Modify and add the following to your ~/.bashrc
if you want to be able to execute the fluo script from any directory:
export PATH=/path/to/fluo-1.0.0-beta-1/bin:$PATH
Source your .bashrc
for the changes to take effect and test the script
source ~/.bashrc fluo
Running the script without any arguments prints a description of all commands.
./bin/fluo
You are now ready to configure a Fluo application. Use the command below to create the configuration necessary for a new application. Feel free to pick a different name (other than myapp
) for your application:
fluo new myapp
This command will create a directory for your application at apps/myapp
of your Fluo install which will contain a conf
and lib
.
The apps/myapp/conf
directory contains a copy of the fluo.properties
from your default configuration. This should be configured for your application:
vim apps/myapp/fluo.properties
When configuring the observer section in fluo.properties, you can configure your instance for the phrasecount application if you have not created your own application. See the phrasecount example for instructions. You can also choose not to configure any observers but your workers will be idle when started.
The apps/myapp/lib
directory should contain any observer jars for your application. If you configured fluo.properties for observers, copy any jars containing these observer classes to this directory.
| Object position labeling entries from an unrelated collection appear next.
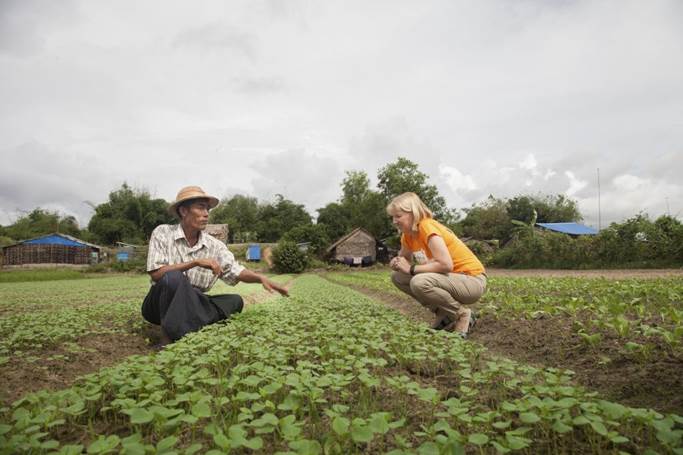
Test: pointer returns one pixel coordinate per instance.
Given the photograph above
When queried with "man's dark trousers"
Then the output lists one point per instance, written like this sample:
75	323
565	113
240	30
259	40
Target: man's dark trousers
180	309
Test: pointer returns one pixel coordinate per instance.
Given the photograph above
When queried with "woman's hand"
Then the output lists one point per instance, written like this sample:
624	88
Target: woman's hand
400	264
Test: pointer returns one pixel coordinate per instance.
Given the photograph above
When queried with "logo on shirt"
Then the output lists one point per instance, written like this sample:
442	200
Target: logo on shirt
420	256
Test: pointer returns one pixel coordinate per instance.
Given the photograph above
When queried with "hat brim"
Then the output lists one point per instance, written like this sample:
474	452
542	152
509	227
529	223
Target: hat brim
213	202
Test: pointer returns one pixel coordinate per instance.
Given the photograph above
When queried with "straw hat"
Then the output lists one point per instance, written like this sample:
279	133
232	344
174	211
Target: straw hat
190	192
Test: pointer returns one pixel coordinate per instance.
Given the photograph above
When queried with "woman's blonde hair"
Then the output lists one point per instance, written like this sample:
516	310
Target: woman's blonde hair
411	203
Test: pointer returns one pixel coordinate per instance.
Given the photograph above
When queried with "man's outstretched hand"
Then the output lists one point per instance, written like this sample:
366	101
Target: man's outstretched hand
210	264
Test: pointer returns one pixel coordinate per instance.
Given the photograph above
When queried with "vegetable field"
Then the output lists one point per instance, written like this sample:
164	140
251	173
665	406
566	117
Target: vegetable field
336	369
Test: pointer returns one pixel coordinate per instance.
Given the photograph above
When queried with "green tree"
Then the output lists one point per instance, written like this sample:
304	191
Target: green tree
404	175
240	213
365	208
277	218
129	216
549	208
488	220
316	234
336	219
After your application has been configured, use the command below to initialize it:
fluo init myapp
This only needs to be called once and stores configuration in Zookeeper.
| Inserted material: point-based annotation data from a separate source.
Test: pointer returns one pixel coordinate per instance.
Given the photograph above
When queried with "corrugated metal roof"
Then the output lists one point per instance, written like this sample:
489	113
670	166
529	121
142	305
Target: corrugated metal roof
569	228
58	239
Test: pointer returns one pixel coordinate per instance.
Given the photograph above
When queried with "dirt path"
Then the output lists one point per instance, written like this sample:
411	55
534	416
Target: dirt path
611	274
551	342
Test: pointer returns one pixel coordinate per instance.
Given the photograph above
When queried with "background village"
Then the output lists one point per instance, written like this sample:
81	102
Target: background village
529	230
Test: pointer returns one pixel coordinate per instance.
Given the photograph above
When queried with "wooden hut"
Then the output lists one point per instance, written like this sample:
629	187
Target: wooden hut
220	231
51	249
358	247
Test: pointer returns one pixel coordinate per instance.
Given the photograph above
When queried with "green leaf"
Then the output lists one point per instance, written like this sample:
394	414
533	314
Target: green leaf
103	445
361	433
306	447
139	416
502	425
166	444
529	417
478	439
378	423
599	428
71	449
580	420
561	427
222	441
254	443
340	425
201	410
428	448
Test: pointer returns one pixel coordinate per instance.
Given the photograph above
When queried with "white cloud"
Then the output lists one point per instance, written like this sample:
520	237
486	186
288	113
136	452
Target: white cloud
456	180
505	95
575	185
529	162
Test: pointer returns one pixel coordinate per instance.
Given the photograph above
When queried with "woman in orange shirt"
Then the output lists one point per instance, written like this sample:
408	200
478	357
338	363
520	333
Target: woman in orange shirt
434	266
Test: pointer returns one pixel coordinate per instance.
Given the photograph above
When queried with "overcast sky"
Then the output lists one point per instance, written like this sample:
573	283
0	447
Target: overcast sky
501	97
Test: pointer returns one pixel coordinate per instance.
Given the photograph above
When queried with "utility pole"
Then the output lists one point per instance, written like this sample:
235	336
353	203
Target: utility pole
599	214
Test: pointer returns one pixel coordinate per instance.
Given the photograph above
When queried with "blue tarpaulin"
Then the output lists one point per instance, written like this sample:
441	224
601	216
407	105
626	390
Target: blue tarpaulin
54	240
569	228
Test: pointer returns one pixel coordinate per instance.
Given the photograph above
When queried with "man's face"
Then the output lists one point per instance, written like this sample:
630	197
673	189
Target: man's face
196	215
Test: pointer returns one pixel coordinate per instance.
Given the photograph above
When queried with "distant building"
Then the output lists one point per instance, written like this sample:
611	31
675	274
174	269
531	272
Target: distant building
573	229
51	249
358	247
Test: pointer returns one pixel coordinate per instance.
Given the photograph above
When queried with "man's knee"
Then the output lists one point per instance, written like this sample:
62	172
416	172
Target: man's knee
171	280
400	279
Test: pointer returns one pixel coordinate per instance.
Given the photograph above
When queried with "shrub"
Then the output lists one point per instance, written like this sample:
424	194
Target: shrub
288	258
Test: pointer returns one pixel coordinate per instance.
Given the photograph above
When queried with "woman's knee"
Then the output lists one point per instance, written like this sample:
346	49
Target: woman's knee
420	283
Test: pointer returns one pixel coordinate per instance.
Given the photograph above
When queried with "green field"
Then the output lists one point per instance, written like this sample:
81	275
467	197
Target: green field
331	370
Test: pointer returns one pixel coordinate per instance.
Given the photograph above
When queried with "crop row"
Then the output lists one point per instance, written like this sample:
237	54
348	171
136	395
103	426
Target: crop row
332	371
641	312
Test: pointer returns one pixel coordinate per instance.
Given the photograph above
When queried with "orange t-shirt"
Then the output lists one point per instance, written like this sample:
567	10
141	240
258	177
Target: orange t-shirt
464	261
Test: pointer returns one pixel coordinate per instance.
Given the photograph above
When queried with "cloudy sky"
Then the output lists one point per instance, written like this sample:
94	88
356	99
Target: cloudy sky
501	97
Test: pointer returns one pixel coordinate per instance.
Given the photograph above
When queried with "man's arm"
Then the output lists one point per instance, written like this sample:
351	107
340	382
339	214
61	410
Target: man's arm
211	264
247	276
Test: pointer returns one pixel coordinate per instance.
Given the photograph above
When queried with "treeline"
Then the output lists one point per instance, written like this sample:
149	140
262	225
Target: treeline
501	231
A Fluo application consists of one oracle process and multiple worker processes. Before starting your application, you can configure the number of worker process in your fluo.properties file.
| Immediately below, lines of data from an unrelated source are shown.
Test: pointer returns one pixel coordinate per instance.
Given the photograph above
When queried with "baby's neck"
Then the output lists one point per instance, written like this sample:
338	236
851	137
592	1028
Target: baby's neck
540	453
When you are ready to start your Fluo application on your YARN cluster, run the command below:
fluo start myapp
The start command above will work for a single-node or a large cluster. By using YARN, you do not need to deploy the Fluo binaries to every node on your cluster or start processes on every node.
You can use the following command to check the status of your instance:
fluo status myapp
For more detailed information on the YARN containers running Fluo:
fluo info myapp
You can also use yarn application -list
to check the status of your Fluo instance in YARN. Logs are viewable within YARN.
When you have data in your fluo instance, you can view it using the command fluo scan
. Pipe the output to less
using the command fluo scan | less
if you want to page through the data.
Use the following command to stop your Fluo application:
fluo stop myapp
If stop fails, there is also a kill command.
fluo kill myapp
Fluo will reread the same data frequently when it checks conditions on mutations. When Fluo initializes a table it enables data caching to make this more efficient. However you may need to increase the amount of memory available for caching in the tserver by increasing tserver.cache.data.size
. Increasing this may require increasing the maximum tserver java heap size in accumulo-env.sh
.
Fluo will run many client threads, will want to ensure the tablet server has enough threads. Should probably increase the tserver.server.threads.minimum
Accumulo setting.
Using at least Accumulo 1.6.1 is recommended because multiple performance bugs were fixed.
If you do not have YARN set up, you can start the oracle and worker as a local Fluo process using the following commands:
local-fluo start-oracle local-fluo start-worker
Use the following commands to stop a local Fluo process:
local-fluo stop-worker local-fluo stop-oracle
In a distributed environment, you will need to deploy and configure a Fluo distribution on every node in your cluster.